Norway, through the Norway Grants, is helping Lithuania transform its health care provision and create ‘youth friendly health care services’. There are many measures being proposed, but a factor that plays a very important role is bilateral cooperation between Lithuania and Norway. With support from the bilateral fund, Lithuanian organisations are able to build relations with organisations in Norway, share experiences and search for potential project partners. Over recent months representatives from Alytus, Plungė and Pasvalys municipalities have used the opportunity and met with counterparts in Norway to find out more about Norwegian health services for young people.
Alytus visit to Lyngdal
Two representatives from Alytus met with representatives of Lyngdal municipality with responsibility for health. Participants were particularly interested in how Norway puts a strong emphasis on the needs of young people, up to 20 years of age, and makes close links between the social and health care systems. Lyngdal makes use of survey data carried out at a regional and national level to identify the problems arising for young people within their family, at school and after school. This data helps Lyngdal to focus its resources on the most pressing issues and look at both the health and social aspects of the problem. The Alytus representatives believed that this approach could reap benefits for them.
Alytus is already taking steps to improve health care services for children and youth. All of the municipality’s 16 schools and 15 pre-schools have public health rooms providing health services to students. However, these rooms are incomplete and ineffective. Through a project funded through the ‘Public Health Initiatives’ programme, the rooms will be modernised – enabling the schools to better meet the students’ needs by providing higher quality health services. The project will be completed in spring 2017.
Plungė visit to Bjerkreim, Egersund and Time (Bryne)

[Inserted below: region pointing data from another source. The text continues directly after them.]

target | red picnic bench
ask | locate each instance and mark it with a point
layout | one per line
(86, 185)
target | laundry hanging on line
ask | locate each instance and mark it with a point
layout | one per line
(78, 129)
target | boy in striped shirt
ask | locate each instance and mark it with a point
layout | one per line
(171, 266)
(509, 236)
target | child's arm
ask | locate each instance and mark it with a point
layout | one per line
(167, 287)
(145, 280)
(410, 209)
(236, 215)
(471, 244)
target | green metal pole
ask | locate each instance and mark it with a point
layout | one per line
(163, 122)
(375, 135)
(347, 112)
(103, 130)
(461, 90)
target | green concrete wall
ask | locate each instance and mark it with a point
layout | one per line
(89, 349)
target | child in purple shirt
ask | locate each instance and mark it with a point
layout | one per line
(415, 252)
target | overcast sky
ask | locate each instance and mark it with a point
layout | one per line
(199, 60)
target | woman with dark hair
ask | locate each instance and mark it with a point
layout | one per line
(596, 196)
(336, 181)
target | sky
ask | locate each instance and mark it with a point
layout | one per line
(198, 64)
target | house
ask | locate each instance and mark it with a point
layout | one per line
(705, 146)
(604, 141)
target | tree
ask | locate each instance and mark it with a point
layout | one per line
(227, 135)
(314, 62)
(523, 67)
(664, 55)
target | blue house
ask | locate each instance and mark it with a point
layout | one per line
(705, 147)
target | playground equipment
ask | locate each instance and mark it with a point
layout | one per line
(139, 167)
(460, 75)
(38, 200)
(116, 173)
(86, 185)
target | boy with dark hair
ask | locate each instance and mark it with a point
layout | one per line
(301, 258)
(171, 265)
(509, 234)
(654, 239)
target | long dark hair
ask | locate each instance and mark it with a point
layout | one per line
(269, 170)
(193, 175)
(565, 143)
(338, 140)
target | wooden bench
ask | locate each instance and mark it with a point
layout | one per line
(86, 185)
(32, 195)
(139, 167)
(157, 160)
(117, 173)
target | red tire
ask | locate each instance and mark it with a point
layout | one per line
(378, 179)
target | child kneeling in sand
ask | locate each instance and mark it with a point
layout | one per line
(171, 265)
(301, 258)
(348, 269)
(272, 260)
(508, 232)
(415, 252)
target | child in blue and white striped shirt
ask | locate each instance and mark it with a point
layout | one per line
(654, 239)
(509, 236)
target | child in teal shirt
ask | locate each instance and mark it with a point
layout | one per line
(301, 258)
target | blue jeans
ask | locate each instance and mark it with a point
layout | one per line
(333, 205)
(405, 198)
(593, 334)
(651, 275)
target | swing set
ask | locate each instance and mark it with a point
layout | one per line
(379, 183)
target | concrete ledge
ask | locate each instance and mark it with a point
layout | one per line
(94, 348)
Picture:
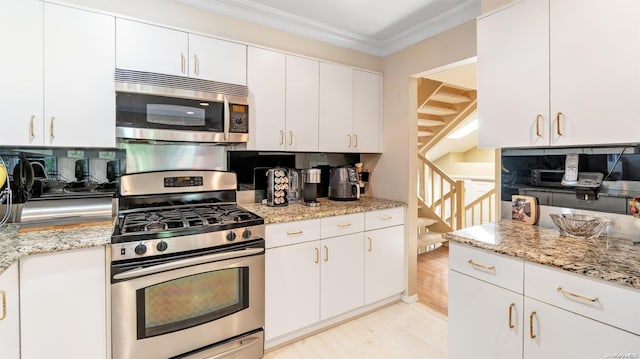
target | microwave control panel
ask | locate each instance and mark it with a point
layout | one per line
(239, 118)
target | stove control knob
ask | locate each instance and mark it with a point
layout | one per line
(162, 246)
(140, 249)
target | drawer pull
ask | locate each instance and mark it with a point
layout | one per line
(477, 265)
(577, 296)
(511, 306)
(4, 304)
(531, 335)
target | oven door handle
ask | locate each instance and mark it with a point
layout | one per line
(187, 263)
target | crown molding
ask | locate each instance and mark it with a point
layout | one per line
(284, 21)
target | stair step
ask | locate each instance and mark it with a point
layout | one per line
(449, 97)
(435, 110)
(424, 122)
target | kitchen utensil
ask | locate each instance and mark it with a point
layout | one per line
(580, 226)
(524, 209)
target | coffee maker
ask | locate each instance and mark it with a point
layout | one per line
(310, 179)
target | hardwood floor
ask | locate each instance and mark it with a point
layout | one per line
(433, 279)
(398, 331)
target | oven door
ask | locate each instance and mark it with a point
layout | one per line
(173, 307)
(164, 118)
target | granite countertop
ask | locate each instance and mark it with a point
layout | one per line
(327, 208)
(611, 259)
(14, 244)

Three representatives from the municipality of Plungė in Lithuania visited several municipalities to look at different aspects of youth friendly healthcare in Norway. One visit involved a visit to Vikeså school. In this school children study in a safe and stress free environment where the school actively encourages students to make healthy lifestyle choices in terms of diet and exercise. The school also places a strong emphasis on mental health – anticipating and dealing with problems before they become more serious. Children are informed about transmissible diseases and a wide range of health issues.

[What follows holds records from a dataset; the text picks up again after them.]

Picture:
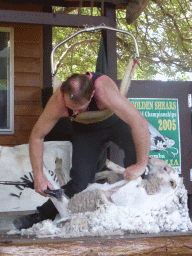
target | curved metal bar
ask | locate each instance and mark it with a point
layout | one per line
(89, 29)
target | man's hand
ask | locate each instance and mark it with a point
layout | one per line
(133, 172)
(41, 184)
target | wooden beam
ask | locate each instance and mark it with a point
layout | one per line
(52, 19)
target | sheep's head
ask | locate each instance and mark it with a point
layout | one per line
(164, 171)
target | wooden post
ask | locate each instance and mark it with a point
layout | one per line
(47, 48)
(110, 41)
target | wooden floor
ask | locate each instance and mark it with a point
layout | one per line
(167, 243)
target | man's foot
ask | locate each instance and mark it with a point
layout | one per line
(27, 221)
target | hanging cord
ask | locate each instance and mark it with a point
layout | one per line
(102, 11)
(92, 4)
(80, 11)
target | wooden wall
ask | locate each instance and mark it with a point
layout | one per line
(28, 80)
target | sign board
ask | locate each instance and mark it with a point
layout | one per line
(163, 122)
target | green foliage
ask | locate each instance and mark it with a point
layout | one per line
(163, 32)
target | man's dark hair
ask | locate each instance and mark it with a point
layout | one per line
(84, 89)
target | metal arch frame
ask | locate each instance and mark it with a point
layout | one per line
(89, 29)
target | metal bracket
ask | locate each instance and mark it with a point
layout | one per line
(190, 100)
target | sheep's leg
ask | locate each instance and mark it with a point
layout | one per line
(115, 167)
(110, 192)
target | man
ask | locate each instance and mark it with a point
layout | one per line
(126, 127)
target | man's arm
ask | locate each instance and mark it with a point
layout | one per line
(122, 107)
(51, 114)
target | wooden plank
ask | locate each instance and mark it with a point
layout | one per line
(27, 49)
(27, 65)
(28, 109)
(53, 19)
(25, 122)
(28, 32)
(20, 137)
(140, 244)
(27, 94)
(28, 79)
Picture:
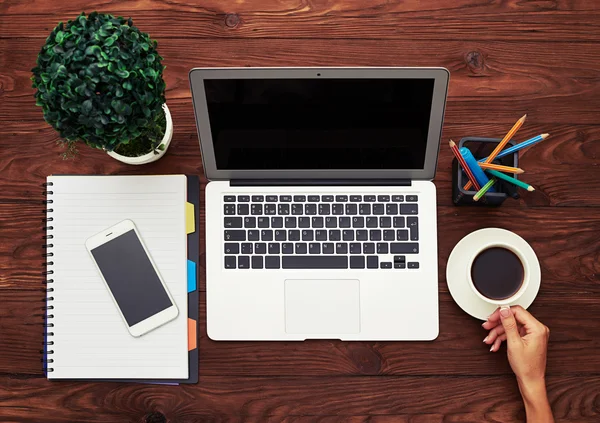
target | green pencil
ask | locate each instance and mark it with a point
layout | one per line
(510, 179)
(484, 189)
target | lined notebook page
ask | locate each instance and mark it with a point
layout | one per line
(90, 338)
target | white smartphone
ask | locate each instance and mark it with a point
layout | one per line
(132, 278)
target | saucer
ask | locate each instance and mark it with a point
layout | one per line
(458, 264)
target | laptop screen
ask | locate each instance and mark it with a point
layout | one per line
(264, 124)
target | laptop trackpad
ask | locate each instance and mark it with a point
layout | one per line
(322, 306)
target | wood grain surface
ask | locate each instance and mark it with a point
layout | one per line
(540, 57)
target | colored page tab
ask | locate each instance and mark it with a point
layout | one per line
(192, 335)
(190, 224)
(191, 276)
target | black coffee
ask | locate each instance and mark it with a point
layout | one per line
(497, 273)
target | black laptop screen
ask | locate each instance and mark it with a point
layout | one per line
(319, 123)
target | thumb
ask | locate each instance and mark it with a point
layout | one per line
(510, 326)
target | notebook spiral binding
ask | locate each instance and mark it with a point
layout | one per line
(48, 281)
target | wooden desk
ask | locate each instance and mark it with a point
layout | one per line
(506, 59)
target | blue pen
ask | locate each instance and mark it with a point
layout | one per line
(520, 146)
(478, 172)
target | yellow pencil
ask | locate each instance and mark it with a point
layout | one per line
(501, 145)
(508, 169)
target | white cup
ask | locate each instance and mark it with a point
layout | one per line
(526, 275)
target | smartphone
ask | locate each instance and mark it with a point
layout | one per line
(132, 278)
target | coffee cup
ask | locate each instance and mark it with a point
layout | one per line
(498, 273)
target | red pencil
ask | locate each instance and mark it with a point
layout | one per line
(462, 162)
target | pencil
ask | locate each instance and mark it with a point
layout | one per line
(462, 162)
(484, 189)
(503, 143)
(519, 146)
(510, 179)
(500, 168)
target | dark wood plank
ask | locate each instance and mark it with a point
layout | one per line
(431, 400)
(500, 83)
(556, 21)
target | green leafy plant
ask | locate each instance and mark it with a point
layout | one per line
(99, 80)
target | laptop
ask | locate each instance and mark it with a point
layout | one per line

Following the bilateral fund study visit, Plungė and Bjerkreim have continued their cooperation. The two municipalities have now successfully submitted a project application under the Lithuanian ‘Public Health Initiatives’ programme for improving both the accessibility and quality of youth-friendly health care services in Plungė. The project, which started this autumn will be completed in spring 2017.
Pasvalys visit to Drangedal
Representatives from Pasvalys municipality and the Pasvalys primary health care centre visited Drangedal commune. The study visit under the bilateral fund served as a part of application preparations for a project on youth-friendly health care services in Pasvalys:
“One of the main benefits of the visit was that we have had opportunity to learn about the ‘Amathea’ programme“, explains Gaspariūnaitė. Through the Amathea programme, young people are able to seek information on sexual and reproductive health issues from specialists, while still remaining fully anonymous.
With two Norway Grants projects now being implemented in cooperation, the relationship between Pasvalys and Drangedal continues to grow:
“We have very tight ties between the two municipalities,” notes Gaspariūnaitė, “the people from Drangedal are not only colleagues with whom we work – they are also our good friends.”